Pflock durchs Herz, Herr Präsident!

Ein US-Präsident kämpft gegen Vampire und für die Freiheit der Sklaven. Der Kinofilm Abraham Lincoln: Vampirjäger fährt mächtige Quatsch-Geschütze auf und kommt damit über weite Strecken ganz gut durch.

Von Anne Facompre |

Datum: 04.10.2012


Zum Thema » Gewinnspiel zum Film Roccat-Gamerhardware-Set und Kinokarten gewinnen » Kino-Trailer zum Film Szenen aus Abraham Lincoln » Filmkritiken auf GameStar.de Unser Kanal zu aktuellen Kinofilmen CS: GO ab 27,49 € bei Amazon.de Eines muss man dem Film mit dem wohl reißerischsten Titel des Jahres lassen: »Abraham Lincoln: Vampirjäger« ist nicht ganz so blöde, wie er klingt. Klar, auf eine gehörig wahnwitzige Geschichte muss man sich schon einlassen. Und blutscheu sollte man auch nicht sein. Wen das aber nicht stört, der wird sich mit dem grotesken Gemetzel auf der Leinwand einigermaßen gut amüsieren können.

Die Story

Als Kind musste Abraham Lincoln (Benjamin Walker) hilflos mitansehen, wie seine Mutter (Robin McLeavy) von einem Vampir ermordet wurde. Der kleine Junge schwört Rache. Als Jugendlicher trifft er auf Henry Sturgess (Dominic Cooper), der sich mit den Blutsaugern auskennt, und ihn den Kampf gegen sie lehrt. Fortan macht er sich Nacht für Nacht auf die Jagd nach Vampiren.

Abraham Lincoln: Vampirjäger
Benjamin Waalker als Abraham Lincoln: nicht wirklich überzeugend.

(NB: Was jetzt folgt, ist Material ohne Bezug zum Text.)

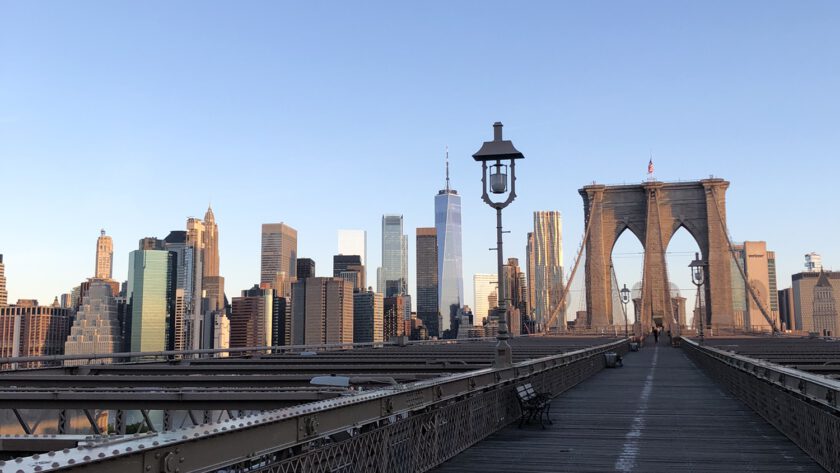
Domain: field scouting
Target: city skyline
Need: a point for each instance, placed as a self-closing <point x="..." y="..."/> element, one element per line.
<point x="698" y="113"/>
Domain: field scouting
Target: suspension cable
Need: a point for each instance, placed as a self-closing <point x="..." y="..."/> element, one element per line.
<point x="556" y="311"/>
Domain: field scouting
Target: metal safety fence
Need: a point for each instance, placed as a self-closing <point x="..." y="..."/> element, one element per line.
<point x="802" y="406"/>
<point x="405" y="428"/>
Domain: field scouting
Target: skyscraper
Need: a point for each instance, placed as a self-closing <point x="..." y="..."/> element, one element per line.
<point x="486" y="296"/>
<point x="548" y="268"/>
<point x="322" y="311"/>
<point x="152" y="279"/>
<point x="428" y="310"/>
<point x="394" y="274"/>
<point x="4" y="296"/>
<point x="251" y="318"/>
<point x="813" y="311"/>
<point x="350" y="268"/>
<point x="212" y="283"/>
<point x="305" y="268"/>
<point x="27" y="329"/>
<point x="758" y="265"/>
<point x="96" y="328"/>
<point x="210" y="240"/>
<point x="450" y="259"/>
<point x="353" y="242"/>
<point x="104" y="256"/>
<point x="393" y="317"/>
<point x="186" y="289"/>
<point x="813" y="262"/>
<point x="367" y="317"/>
<point x="530" y="272"/>
<point x="278" y="255"/>
<point x="516" y="295"/>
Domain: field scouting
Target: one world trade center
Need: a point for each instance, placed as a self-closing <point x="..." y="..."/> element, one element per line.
<point x="450" y="266"/>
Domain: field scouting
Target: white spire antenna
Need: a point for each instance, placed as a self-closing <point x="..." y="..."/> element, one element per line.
<point x="447" y="168"/>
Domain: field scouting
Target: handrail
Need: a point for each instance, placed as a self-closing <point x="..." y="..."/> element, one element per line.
<point x="213" y="351"/>
<point x="271" y="431"/>
<point x="819" y="389"/>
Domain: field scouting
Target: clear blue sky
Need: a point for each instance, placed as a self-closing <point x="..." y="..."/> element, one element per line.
<point x="325" y="115"/>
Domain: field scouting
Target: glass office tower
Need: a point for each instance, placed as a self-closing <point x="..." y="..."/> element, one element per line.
<point x="394" y="273"/>
<point x="450" y="259"/>
<point x="151" y="294"/>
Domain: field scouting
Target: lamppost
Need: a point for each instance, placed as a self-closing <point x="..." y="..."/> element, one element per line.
<point x="625" y="298"/>
<point x="497" y="151"/>
<point x="698" y="277"/>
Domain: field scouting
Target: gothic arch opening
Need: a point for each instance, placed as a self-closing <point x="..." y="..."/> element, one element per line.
<point x="628" y="258"/>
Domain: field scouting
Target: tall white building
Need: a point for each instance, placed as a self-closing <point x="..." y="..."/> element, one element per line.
<point x="354" y="242"/>
<point x="96" y="328"/>
<point x="221" y="333"/>
<point x="813" y="263"/>
<point x="485" y="295"/>
<point x="450" y="258"/>
<point x="104" y="256"/>
<point x="548" y="267"/>
<point x="4" y="296"/>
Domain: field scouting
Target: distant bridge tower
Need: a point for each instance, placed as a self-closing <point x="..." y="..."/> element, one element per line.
<point x="654" y="211"/>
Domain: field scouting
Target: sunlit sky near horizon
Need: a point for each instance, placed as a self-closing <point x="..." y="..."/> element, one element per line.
<point x="325" y="115"/>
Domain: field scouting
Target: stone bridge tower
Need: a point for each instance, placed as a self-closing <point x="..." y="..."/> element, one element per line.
<point x="654" y="211"/>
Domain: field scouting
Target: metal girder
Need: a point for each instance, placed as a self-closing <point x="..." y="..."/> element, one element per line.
<point x="158" y="400"/>
<point x="803" y="406"/>
<point x="211" y="447"/>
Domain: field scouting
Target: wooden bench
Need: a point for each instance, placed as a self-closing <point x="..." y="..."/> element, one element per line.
<point x="533" y="404"/>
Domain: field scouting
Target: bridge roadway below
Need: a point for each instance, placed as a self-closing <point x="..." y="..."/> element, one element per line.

Jahre später entwickelt Abraham aber auch politische Ambitionen und merkt bald, dass die Vampire nach der Herrschaft über Amerikas streben, sich ein eigenes Königreich erobern wollen. Nochmals einige Jahre später zieht Lincoln als amerikanischer Präsident in den Bürgerkrieg gegen die Südstaaten, die von Vampiren gelenkt sind und mit übermenschlichen Kämpfern aufwarten. Bei Gettysburg kommt es zur entscheidenden Schlacht.

Gore sells

Was genau sich Seth Grahame-Smith 2009 dabei dachte, ein Buch mit dem Titel »Stolz und Vorurteil und Zombies« auf dem Markt zu bringen, weiß wohl keiner so genau. Aber das Wagnis hat sich gelohnt: Die mit Blut und Gewalt aufgemotzte Version des Jane Austen Bestsellers schaffte es doch glatt auf die Bestsellerlisten.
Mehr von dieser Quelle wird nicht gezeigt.